Фары были разбиты, и они мчались без света. Машину сильно бросало на грунтовой дороге, едва различимой в серо-синей влажной мгле; казалось, что вот-вот перевернутся, но Белле было спокойно и не страшно.
Он высадил ее на трассе, дав кучку скомканных, чуть влажных банкнот, с ревом уехал, постепенно превращаясь в бархатистой тьме в две алые звездочки, которые сперва дергались, подскакивали, но, удаляясь, не бледнели, просто светили ровнее, спокойнее.
Дома отец совсем свихнулся. Одну из комнат стал сдавать каким-то странным нехорошим людям, причем, кажется, не за деньги, а за водку.

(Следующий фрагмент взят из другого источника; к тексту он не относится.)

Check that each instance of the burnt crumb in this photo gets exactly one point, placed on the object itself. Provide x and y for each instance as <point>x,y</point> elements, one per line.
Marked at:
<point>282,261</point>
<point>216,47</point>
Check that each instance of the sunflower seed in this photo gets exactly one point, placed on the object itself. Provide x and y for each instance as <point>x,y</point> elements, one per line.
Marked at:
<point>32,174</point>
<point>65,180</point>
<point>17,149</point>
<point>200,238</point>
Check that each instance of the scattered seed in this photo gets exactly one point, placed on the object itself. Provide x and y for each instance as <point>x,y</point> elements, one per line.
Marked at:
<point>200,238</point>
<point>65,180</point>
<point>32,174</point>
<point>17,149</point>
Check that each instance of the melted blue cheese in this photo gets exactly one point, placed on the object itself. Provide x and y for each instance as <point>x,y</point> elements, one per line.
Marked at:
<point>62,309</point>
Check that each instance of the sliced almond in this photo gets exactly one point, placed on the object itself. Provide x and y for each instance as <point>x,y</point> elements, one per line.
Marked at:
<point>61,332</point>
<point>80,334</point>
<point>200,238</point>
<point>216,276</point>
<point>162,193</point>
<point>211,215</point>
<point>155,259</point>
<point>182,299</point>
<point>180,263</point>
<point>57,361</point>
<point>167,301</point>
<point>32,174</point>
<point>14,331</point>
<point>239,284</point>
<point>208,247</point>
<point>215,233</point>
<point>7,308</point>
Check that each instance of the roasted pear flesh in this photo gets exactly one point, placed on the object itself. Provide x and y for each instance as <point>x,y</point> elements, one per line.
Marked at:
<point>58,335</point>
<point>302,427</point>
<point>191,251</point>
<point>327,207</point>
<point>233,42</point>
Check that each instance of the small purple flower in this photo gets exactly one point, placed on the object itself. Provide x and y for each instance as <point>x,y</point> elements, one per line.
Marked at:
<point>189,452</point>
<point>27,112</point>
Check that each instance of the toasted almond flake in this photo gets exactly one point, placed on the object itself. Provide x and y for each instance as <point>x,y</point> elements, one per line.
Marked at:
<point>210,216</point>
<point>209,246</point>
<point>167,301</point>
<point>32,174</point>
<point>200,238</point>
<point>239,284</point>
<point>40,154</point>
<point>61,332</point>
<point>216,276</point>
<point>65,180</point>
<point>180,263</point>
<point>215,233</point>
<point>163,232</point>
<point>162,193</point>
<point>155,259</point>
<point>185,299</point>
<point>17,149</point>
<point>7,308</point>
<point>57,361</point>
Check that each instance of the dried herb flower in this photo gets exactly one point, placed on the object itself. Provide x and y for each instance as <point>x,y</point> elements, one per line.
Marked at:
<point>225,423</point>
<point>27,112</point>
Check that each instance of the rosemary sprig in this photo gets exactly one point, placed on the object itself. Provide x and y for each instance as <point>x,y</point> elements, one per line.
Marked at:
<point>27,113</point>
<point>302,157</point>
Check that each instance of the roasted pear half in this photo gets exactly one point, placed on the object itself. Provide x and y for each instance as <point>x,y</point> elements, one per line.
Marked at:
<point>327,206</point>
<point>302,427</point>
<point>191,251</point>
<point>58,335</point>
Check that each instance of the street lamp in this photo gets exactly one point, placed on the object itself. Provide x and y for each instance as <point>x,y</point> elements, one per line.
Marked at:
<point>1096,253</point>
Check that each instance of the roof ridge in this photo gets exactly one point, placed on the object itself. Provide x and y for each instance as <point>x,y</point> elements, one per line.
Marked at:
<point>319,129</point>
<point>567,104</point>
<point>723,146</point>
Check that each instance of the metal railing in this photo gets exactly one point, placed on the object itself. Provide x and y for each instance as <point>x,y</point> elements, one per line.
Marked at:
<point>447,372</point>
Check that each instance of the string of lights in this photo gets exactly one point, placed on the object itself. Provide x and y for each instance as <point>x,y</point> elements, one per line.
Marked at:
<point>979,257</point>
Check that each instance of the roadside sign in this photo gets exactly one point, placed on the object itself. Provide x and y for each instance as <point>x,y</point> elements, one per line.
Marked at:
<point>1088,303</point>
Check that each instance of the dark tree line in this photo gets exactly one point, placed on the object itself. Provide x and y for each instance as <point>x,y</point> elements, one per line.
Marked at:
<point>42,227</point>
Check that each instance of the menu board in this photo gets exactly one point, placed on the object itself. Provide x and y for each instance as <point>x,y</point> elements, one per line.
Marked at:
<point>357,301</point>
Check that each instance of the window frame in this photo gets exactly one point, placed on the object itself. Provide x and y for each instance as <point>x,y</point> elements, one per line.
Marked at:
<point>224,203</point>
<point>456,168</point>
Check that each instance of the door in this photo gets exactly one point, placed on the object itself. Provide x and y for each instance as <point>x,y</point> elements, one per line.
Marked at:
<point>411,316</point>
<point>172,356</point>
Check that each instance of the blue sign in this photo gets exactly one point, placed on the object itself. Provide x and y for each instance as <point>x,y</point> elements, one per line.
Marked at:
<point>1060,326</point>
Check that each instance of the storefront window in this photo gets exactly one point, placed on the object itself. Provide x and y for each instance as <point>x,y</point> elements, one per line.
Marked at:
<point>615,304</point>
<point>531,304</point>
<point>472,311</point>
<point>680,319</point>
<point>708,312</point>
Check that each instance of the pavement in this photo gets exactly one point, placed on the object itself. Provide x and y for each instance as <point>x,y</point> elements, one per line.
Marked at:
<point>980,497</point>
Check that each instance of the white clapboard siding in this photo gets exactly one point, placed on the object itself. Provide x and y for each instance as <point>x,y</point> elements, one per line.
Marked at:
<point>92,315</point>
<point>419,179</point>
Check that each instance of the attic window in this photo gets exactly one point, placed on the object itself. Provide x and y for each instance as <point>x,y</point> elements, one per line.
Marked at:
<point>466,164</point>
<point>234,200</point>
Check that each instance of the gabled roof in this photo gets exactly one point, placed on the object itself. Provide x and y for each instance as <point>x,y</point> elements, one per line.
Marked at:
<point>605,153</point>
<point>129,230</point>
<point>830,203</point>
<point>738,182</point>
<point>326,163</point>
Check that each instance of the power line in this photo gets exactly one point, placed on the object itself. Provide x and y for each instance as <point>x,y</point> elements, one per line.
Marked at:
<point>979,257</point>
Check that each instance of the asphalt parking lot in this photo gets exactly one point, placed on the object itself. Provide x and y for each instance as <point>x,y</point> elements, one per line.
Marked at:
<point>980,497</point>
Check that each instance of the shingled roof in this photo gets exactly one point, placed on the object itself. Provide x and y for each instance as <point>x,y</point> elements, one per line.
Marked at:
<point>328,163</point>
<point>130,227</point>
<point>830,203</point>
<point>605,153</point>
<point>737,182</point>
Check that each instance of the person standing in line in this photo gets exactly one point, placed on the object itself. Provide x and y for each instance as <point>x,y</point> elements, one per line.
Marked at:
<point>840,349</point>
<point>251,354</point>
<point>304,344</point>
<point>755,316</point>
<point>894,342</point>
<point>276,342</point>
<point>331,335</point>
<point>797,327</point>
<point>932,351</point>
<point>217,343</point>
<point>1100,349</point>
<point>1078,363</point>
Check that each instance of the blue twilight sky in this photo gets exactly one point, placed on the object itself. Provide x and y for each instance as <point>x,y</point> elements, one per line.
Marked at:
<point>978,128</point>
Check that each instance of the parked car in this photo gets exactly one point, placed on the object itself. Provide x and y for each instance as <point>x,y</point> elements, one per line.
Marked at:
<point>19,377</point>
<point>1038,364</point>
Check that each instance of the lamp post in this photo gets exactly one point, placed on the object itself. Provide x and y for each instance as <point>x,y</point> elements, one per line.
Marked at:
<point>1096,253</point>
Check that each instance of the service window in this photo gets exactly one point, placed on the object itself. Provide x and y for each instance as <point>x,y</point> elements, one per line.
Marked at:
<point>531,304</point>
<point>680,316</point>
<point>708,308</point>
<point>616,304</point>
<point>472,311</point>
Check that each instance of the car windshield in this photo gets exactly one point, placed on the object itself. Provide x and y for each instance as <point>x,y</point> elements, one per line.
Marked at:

Увидев в приезде дочери прямую угрозу их установившемуся коммунальному благополучию, те стали запугивать ее, угрожая намеками, что отец подписал дарственную на эту квартиру. Были какие-то истерические полные женщины, специально приехавшие отстаивать жилплощадь своей родни. В райсовете сказали, что квартира не приватизирована, следовательно, ни о какой дарственной речи быть не может, но постояльцы съезжать не думали, обиженно и украдкой занося папаше ловко сервированную разделочную доску с горсткой соли, половиной чищеной луковицы, ломтем черного хлеба и 100-граммовым стаканом водки.
Беллу взяли вторым продавцом в открывшийся магазин хозтоваров, по совместительству – уборщицей.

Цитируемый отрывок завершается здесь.